The Ruins of Palais Gallien in Bordeaux

Palais Gallien’s main façade

photography by: Zairon/ Wikimedia Commons

Reading time: minutes

Often dubbed as the wine capital of the world, Bordeaux is first and foremost renowned for its sprawling vineyards and dining scene. However, aside from its role as a pilgrimage site for oenophiles, Bordeaux also harbors a medley of hidden historical treasures. Among which are the Ruins of Palais Gallien, the skeletal remnants of a Roman amphitheater, where gladiators and lions ferociously fought to death nearly two millennia ago.

Long before the modern-day city of Bordeaux became the global epicenter of wine culture, it thrived as a Roman stronghold named Burdigala. It was during that era that the town evolved into a commercial and military center, whose streets were dotted with numerous monuments and lavish buildings. While much of that ancient grandeur was eventually lost in the ensuing wars, an extant relic of the region’s Roman past still lingers to these days, well-hidden behind a cluster of residential buildings.


Dating all the way back to the 2nd century AD, Palais Gallien or what remains of it was once an amphitheater that could accommodate a whopping 20,000 spectators, twice the town’s population at the time. During its heyday, the place played host to a plethora of spectacles and performances, yet it was the mortal combats between gladiators and fearsome animals that drew the largest crowds.


A measly ten years after its celebrated inauguration, the building was ravaged by the Frankish invasion of Gaul, somewhere between 275 and 276 AD. The Franks set the arena ablaze, causing it to burn continuously for two days.
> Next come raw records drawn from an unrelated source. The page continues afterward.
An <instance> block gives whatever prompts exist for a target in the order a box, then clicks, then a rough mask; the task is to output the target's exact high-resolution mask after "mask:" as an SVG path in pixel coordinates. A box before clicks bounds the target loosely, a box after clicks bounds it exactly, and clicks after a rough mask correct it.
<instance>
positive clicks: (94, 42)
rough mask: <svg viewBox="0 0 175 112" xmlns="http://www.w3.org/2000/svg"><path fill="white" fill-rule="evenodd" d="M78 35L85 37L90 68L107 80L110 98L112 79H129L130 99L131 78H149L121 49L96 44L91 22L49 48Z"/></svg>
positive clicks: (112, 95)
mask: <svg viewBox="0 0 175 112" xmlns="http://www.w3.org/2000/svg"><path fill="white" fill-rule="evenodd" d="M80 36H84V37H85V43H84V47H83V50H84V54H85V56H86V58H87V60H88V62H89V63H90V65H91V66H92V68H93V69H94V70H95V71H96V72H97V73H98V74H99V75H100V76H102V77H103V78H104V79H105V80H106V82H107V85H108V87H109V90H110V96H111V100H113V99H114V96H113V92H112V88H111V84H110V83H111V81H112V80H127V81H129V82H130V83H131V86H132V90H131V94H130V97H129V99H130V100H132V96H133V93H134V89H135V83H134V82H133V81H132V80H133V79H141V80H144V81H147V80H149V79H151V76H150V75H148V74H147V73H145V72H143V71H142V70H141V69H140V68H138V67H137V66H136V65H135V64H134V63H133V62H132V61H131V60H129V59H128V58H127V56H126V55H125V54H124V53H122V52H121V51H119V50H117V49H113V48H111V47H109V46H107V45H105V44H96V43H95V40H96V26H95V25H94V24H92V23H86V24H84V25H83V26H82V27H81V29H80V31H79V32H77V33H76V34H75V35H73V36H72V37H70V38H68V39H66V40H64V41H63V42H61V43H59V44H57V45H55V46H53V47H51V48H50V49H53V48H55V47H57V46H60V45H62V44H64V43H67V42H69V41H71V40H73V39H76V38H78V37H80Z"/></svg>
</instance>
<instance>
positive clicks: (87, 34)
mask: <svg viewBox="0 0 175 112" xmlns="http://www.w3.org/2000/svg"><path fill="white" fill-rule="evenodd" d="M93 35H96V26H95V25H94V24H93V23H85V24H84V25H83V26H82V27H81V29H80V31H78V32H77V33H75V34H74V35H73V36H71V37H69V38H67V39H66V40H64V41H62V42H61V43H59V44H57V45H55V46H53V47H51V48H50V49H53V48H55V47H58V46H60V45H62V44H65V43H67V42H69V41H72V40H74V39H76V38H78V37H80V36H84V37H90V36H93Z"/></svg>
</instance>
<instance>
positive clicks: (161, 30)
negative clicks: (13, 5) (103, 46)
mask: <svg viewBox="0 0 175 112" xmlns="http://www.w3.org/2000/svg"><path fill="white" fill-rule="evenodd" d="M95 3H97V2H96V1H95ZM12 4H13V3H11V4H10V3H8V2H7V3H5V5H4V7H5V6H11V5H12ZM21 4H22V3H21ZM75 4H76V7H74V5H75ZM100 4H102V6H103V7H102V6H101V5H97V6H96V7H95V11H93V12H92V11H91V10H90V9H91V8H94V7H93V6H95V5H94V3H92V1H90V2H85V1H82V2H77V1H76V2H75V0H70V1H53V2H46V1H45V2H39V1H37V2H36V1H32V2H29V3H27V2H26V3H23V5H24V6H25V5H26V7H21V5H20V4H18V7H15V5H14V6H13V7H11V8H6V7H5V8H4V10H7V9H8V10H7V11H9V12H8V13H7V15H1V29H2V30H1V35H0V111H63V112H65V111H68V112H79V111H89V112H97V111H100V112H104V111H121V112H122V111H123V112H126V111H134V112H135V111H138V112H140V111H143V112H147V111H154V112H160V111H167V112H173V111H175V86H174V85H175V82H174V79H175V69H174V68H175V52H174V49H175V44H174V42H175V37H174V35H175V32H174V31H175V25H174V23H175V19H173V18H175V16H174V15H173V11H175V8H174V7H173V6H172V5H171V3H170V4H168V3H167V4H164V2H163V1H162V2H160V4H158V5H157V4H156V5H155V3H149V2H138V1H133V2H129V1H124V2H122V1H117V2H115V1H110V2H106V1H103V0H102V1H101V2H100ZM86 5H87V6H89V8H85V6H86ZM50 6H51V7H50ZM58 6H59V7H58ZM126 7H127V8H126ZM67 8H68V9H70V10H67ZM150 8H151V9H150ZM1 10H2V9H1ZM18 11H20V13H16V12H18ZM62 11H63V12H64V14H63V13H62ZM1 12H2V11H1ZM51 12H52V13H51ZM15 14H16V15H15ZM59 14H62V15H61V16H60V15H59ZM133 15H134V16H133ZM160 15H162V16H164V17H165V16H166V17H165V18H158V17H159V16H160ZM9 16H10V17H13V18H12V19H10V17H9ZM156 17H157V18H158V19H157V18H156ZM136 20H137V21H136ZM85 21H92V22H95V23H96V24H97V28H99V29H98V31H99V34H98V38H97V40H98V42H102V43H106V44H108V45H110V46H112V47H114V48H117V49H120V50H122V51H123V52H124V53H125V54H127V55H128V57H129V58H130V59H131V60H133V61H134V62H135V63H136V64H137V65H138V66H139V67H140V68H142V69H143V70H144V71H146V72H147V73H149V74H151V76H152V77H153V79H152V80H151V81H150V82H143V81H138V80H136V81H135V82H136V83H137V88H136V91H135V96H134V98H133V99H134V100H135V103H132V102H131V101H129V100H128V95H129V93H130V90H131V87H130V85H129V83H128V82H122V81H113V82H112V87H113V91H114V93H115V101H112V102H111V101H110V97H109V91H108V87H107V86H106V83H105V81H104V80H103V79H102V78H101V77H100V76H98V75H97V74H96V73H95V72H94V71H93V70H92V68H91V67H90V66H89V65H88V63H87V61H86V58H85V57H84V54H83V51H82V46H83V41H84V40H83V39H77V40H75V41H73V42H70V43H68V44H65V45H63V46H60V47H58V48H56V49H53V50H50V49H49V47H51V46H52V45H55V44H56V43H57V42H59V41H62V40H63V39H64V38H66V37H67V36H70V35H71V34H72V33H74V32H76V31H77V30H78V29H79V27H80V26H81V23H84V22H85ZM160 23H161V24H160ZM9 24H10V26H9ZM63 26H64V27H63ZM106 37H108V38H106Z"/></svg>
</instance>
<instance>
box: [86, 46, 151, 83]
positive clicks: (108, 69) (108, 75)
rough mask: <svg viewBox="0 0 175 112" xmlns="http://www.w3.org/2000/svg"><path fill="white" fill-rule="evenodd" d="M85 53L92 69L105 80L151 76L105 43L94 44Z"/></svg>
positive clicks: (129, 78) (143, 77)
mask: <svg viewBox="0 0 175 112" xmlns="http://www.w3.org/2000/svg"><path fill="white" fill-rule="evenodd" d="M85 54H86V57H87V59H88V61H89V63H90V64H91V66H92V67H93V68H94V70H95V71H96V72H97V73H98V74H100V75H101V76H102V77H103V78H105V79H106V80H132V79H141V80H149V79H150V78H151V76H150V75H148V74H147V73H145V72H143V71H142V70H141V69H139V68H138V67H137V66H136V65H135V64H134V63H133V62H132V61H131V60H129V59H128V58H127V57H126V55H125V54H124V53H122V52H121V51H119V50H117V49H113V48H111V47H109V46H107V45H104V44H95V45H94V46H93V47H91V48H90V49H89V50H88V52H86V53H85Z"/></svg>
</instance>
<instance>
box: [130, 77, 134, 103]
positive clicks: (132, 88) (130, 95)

The relentless inferno reduced most of the wooden infrastructure to ashes, sparing only the resilient stone walls.


In the following centuries, the semi-ruined structure underwent a series of modifications, during which it served as a 16th century fortress, a lair of thieves and harlots in the 17th century, and later, as the French Revolution unfolded, it took on a grimmer role as a place of execution, where individuals linked to the French royal elite – nobles, aristocrats, and others, met their fate at the guillotine.


Afterwards, Palais Gallien was used as a makeshift quarry, from where stones were taken to erect a handful of edifices throughout the city. Its historical value was recognized only in 1840, when the ruins were listed among the first French national monuments.


Although only a small portion remains today, it was once an imposing structure comparable to the amphitheaters in Arles or Nimes. The current state of the site, with two metal balustrades preventing access for preservation purposes, still allows for excellent views from all sides. Conspicuous by its monumentality is a massive gateway, standing tall alongside several arches. Interestingly, remnants of walls are now integrated into the neighboring houses, with some even extending into their basements.